O ministro da Fazenda, Henrique Meirelles, confirmou, ontem à tarde, que deixará a pasta para disputar as eleições de outubro. Filiado ao MDB no início desta semana, ele não informou a qual cargo pretende concorrer.Como o prazo para desincompatibilização de candidatos às eleições deste ano terminou nesta sexta, seis meses antes do primeiro turno, a exoneração de Meirelles foi publicada em edição extraordinária do Diário Oficial.
“Encerro um ciclo importante da minha vida. Sempre me coloquei a serviço do Brasil, independentemente do partido no governo. Tive o prazer de ajudar o país a sair de crises econômicas sérias em dois momentos”, declarou Meirelles.
O ministro também defendeu a sua gestão. “Tivemos a coragem de submeter o Brasil às decisões econômicas corretas. A inflação está nos níveis mais baixos da história, a recessão foi superada e começamos a criar empregos”, acrescentou.
O secretário executivo da pasta, Eduardo Guardia, assume o comando da Fazenda. Segundo Meirelles, Guardia tem o aval do presidente Temer para continuar o trabalho de ajuste fiscal. Presidente do Banco Central de 2003 a 2010, Meirelles assumiu o Ministério da Fazenda em maio de 2016, assim que Temer chegou ao Palácio do Planalto.
No comando da área econômica, o ministro conseguiu a aprovação do teto federal de gastos e participou da elaboração e das negociações para a aprovação da reforma trabalhista. Durante a gestão, Meirelles também anunciou o aumento de tributos sobre combustíveis para reequilibrar as contas públicas.
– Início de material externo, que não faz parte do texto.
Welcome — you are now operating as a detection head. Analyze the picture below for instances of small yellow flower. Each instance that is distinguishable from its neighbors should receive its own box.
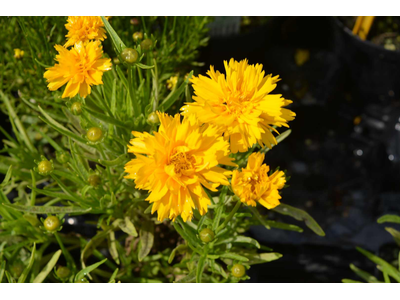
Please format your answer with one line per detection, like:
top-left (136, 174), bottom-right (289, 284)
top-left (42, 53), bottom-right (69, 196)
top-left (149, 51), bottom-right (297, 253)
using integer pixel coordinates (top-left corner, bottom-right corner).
top-left (44, 41), bottom-right (111, 98)
top-left (64, 17), bottom-right (107, 47)
top-left (14, 48), bottom-right (25, 59)
top-left (231, 153), bottom-right (286, 209)
top-left (125, 113), bottom-right (235, 222)
top-left (167, 76), bottom-right (178, 91)
top-left (181, 59), bottom-right (296, 153)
Meirelles, no entanto, teve derrotas, como o adiamento da votação da reforma da Previdência.Outra derrota do ministro foi a derrubada, por meio de liminar do Supremo Tribunal Federal, da medida provisória que adiava, por um ano, o reajuste aos servidores federais.
Outras exonerações são publicadas
O Diário Oficial da União de ontem publicou a exoneração de ministros do governo do presidente Michel Temer que deixam o cargo para se candidatar nas eleições de outubro.
A lei eleitoral prevê que os ministros que quiserem concorrer nas eleições têm até hoje para deixar os cargos, na chamada desincompatibilização.
Foram exonerados o ministro do Turismo, Marx Beltrão; da Educação, Mendonça Filho; do Desenvolvimento Social, Osmar Terra; de Minas e Energia, Fernando Coelho Filho; do Esporte, Leonardo Picciani; e do Meio Ambiente, José Sarney Filho. A exceção entre os ministros exonerados nesta sexta-feira é Dyogo Oliveira, que não vai se candidatar a cargo eletivo e deixa o Ministério do Planejamento para assumir a presidência do Banco do Desenvolvimento Econômico e Social (BNDES).